Beneficial effects of fenofibrate on plaque thrombogenicity and plaque stability in atherosclerotic rabbits.

作者信息

Jeanpierre Emmanuelle, Le Tourneau Thierry, Zawadzki Christophe, Van Belle Eric, Mouquet Frederic, Susen Sophie, Ezekowitz Michael D, Staels Bart, Jude Brigitte, Corseaux Delphine

机构信息

Inserm, ERI-9, Lille, France.

出版信息

Cardiovasc Pathol. 2009 May-Jun;18(3):140-7. doi: 10.1016/j.carpath.2008.03.001. Epub 2008 Apr 23.

DOI:10.1016/j.carpath.2008.03.001
PMID:18436454
Abstract

BACKGROUND

Fibrates are peroxisome proliferator-activated receptor alpha (PPARalpha) agonists which modulate many aspects of lipoprotein metabolism and inflammation. They have been recently demonstrated to inhibit in vitro expression of tissue factor (TF), the main initiator of blood coagulation, which probably plays a pivotal role in thrombotic complications after plaque rupture. We investigated whether a 4-week fenofibrate treatment might affect the TF expression and cellular modifications in angioplasty-induced rabbit plaque rupture.

METHODS

After plaque rupture by balloon angioplasty in atheromatous rabbits, animals were randomized in an untreated group or a group receiving fenofibrate.
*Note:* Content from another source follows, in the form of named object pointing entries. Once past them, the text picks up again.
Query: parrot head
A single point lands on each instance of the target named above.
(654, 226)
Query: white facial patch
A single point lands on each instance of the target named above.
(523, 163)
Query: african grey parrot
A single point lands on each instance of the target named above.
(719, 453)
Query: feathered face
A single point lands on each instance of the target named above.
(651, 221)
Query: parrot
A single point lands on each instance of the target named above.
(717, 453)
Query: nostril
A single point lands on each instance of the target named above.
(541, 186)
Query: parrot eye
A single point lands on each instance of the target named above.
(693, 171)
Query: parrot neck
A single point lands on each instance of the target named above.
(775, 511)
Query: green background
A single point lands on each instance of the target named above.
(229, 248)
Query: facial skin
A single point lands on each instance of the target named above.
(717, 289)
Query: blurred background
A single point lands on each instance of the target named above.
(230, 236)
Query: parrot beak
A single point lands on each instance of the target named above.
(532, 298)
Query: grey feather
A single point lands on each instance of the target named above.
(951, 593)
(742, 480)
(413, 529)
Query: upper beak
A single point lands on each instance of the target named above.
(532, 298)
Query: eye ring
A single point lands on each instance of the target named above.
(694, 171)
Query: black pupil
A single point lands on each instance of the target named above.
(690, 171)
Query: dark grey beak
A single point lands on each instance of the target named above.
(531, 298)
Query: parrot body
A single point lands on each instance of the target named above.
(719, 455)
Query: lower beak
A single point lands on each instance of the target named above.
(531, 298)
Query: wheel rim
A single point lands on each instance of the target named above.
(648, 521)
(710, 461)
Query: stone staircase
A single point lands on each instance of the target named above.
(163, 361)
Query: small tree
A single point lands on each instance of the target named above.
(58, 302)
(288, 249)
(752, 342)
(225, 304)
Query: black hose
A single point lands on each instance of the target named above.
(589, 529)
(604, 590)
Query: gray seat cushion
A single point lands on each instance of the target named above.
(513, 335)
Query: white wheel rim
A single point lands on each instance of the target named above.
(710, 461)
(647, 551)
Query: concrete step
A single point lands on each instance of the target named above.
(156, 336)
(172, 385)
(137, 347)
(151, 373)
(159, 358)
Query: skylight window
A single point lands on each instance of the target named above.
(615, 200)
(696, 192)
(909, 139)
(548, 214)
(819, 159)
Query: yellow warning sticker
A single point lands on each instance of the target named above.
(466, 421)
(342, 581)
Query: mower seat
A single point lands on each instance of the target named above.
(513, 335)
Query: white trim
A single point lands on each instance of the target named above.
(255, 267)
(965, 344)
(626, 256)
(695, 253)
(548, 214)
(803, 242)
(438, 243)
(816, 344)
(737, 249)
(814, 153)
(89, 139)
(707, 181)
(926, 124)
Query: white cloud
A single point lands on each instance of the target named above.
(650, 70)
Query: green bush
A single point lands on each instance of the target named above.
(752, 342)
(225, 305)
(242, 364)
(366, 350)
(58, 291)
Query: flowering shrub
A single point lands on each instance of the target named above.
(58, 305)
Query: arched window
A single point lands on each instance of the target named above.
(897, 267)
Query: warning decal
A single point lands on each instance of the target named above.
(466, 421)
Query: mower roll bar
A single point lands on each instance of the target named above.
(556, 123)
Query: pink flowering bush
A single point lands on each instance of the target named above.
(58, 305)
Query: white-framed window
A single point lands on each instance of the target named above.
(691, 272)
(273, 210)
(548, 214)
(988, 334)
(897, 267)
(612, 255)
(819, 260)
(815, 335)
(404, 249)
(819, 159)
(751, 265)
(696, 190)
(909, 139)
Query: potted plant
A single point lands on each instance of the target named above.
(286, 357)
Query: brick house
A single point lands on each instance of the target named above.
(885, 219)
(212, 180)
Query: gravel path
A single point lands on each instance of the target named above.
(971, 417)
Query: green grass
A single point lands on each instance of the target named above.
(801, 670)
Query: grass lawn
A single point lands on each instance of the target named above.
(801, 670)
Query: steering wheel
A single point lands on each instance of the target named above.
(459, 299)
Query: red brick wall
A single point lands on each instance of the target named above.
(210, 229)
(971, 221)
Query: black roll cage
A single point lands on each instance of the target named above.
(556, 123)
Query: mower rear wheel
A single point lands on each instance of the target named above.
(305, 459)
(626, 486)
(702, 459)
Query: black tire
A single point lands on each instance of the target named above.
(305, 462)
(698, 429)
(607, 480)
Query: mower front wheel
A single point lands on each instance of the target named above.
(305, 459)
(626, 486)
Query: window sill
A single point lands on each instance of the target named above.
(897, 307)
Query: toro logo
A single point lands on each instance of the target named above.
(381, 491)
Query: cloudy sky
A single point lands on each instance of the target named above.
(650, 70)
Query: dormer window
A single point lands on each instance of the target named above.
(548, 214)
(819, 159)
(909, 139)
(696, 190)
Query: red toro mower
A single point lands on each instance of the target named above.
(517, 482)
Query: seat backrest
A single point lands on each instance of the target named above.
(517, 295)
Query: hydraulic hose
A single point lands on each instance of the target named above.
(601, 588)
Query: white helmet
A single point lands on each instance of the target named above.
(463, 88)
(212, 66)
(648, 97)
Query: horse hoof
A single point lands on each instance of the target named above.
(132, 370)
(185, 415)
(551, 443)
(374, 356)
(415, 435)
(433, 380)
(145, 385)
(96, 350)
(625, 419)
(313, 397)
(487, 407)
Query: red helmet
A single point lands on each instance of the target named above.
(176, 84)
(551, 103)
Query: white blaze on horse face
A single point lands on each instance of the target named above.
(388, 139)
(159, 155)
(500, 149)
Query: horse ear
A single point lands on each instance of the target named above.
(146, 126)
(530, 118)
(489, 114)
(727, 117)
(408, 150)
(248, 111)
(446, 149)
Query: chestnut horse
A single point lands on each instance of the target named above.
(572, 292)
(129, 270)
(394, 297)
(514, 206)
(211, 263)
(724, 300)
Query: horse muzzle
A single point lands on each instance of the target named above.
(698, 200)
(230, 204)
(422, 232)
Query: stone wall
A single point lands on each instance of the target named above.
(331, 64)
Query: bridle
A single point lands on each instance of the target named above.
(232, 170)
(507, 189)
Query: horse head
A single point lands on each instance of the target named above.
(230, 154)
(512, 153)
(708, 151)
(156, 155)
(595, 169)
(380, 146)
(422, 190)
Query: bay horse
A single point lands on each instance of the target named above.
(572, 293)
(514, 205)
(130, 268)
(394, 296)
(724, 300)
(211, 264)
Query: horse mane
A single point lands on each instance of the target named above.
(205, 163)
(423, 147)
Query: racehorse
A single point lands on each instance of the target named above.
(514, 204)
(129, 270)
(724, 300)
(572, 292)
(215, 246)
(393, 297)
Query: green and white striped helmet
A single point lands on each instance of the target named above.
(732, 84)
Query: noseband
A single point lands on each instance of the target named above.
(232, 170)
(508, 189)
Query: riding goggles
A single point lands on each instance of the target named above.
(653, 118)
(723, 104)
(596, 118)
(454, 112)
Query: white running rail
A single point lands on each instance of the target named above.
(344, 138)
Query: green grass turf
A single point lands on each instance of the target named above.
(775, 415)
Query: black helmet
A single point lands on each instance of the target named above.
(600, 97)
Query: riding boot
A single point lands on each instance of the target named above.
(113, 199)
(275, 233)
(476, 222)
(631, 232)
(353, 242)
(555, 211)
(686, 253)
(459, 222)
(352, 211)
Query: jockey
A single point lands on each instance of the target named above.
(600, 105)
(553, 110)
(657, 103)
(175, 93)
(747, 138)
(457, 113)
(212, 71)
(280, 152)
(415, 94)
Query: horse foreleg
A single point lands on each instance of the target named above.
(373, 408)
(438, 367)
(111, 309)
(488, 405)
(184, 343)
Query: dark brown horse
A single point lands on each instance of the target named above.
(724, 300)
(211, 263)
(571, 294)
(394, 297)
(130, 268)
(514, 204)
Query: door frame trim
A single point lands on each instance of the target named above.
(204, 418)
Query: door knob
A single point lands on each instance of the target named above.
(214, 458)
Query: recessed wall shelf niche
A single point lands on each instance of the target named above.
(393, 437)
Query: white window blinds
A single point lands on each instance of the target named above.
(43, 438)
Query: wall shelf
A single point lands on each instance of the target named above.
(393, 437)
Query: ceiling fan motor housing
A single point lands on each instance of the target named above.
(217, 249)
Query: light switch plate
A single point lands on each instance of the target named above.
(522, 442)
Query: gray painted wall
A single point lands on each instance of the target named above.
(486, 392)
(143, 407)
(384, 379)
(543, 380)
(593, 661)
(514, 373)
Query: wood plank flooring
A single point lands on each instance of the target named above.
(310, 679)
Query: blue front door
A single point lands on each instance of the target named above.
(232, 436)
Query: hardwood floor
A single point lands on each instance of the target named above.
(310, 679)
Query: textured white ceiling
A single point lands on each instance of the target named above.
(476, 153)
The TF content of arterial wall and the histological modifications were analyzed after 4 weeks.

RESULTS

Fenofibrate decreased in vivo TF expression (-42%, P<.05) and plaque cholesterol content (P<.01) in iliac arteries. Fenofibrate significantly improved the reendothelialization process by 51% (P<.05) and modified cellular distribution in the plaque toward increased stabilization.

CONCLUSIONS

These data indicate that the PPARalpha-activator fenofibrate reduces plaque thrombogenicity and accelerates endothelial regrowth which, altogether, might improve plaque stability. These effects may underlie the preventive effects of fibrate therapy in atherosclerosis complications.

摘要

背景

贝特类药物是过氧化物酶体增殖物激活受体α(PPARα)激动剂,可调节脂蛋白代谢和炎症的多个方面。最近已证明它们能抑制组织因子(TF)的体外表达,TF是血液凝固的主要启动因子,可能在斑块破裂后的血栓并发症中起关键作用。我们研究了为期4周的非诺贝特治疗是否会影响血管成形术诱导的兔斑块破裂中的TF表达和细胞改变。

方法

在动脉粥样硬化兔中通过球囊血管成形术造成斑块破裂后,将动物随机分为未治疗组或接受非诺贝特治疗的组。4周后分析动脉壁的TF含量和组织学改变。

结果

非诺贝特降低了体内髂动脉中TF的表达(-42%,P<0.05)和斑块胆固醇含量(P<0.01)。非诺贝特使再内皮化过程显著改善了51%(P<0.05),并使斑块中的细胞分布向增加稳定性的方向改变。

结论

这些数据表明,PPARα激活剂非诺贝特可降低斑块的血栓形成性并加速内皮再生,这可能共同改善斑块稳定性。这些作用可能是贝特类药物治疗对动脉粥样硬化并发症预防作用的基础。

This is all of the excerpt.